In 1964, in 1895, after a photo studio in Durham closed, the museum opened a photo studio in the town where the museum was established as a memorial in the name of the photographer John Reed Edis. It also provides clothing from the 1900s for guests to take pictures. Let's take a set of beautiful retro photos, the camera used by the photographer is also retro!
The mining industry in Northeast England is well developed and played a very important backing during the Industrial Revolution. This area presents a small town where mining was prosperous at that time. Tourists can walk into narrow pits under the guidance of professional commentators. Everyone had to stoop down and head down to be able to walk. It was a profound experience of the greatness and hard work of former mining workers.
Pit Village has schools, fish and chips shops and houses. The classroom furnishings are complete, and even the little blackboard hall where children practice writing is intimately prepared. The houses are also very interesting, all residences can be visited. The fish and chips shop here also uses traditional methods, adding butter and heating it with charcoal, which is delicious.
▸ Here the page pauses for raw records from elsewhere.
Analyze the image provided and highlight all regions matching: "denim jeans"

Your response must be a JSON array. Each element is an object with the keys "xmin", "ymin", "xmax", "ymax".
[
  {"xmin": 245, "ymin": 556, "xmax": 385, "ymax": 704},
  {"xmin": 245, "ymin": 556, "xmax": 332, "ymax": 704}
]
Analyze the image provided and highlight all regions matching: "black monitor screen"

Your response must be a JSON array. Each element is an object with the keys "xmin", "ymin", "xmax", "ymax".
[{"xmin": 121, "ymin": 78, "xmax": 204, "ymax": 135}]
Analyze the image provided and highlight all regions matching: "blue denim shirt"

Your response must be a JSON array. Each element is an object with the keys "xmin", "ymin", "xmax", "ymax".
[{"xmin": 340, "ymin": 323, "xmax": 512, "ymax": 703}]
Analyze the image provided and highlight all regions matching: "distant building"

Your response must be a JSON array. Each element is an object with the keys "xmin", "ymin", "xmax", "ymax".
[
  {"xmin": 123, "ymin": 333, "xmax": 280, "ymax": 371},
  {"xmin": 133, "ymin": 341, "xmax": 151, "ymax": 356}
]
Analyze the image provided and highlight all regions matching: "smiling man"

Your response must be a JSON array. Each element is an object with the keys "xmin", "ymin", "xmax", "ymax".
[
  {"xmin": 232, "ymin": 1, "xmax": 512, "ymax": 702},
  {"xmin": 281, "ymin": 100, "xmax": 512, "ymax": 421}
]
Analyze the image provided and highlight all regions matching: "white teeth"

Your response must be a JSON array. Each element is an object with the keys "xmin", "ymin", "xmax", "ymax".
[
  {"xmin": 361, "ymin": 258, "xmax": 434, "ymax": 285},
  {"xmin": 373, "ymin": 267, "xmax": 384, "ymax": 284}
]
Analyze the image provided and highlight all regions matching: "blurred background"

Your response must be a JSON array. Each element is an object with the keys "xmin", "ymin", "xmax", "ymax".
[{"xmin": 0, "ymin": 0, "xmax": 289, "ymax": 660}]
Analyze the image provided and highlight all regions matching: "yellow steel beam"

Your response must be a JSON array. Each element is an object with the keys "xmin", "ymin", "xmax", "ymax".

This area presents the farm life after World War II. At that time, due to lack of materials, every household used government-distributed materials. There were many livestock in the village, which fully showed the life of wartime people. In Farmhouse, you can also smell the smell of cooking with a stove. It is really a "full of five senses". travel.
A full visit to the Beamish Open Air Museum takes about half a day, from taking the tram on the door, to the carriage, retro bus on the road, and displaying typesetting. Many of the staff in the museum are dressed up like the ancient times, giving people a sense of life in the era. I recommend you to experience and learn about the culture and history of northeast England in another way.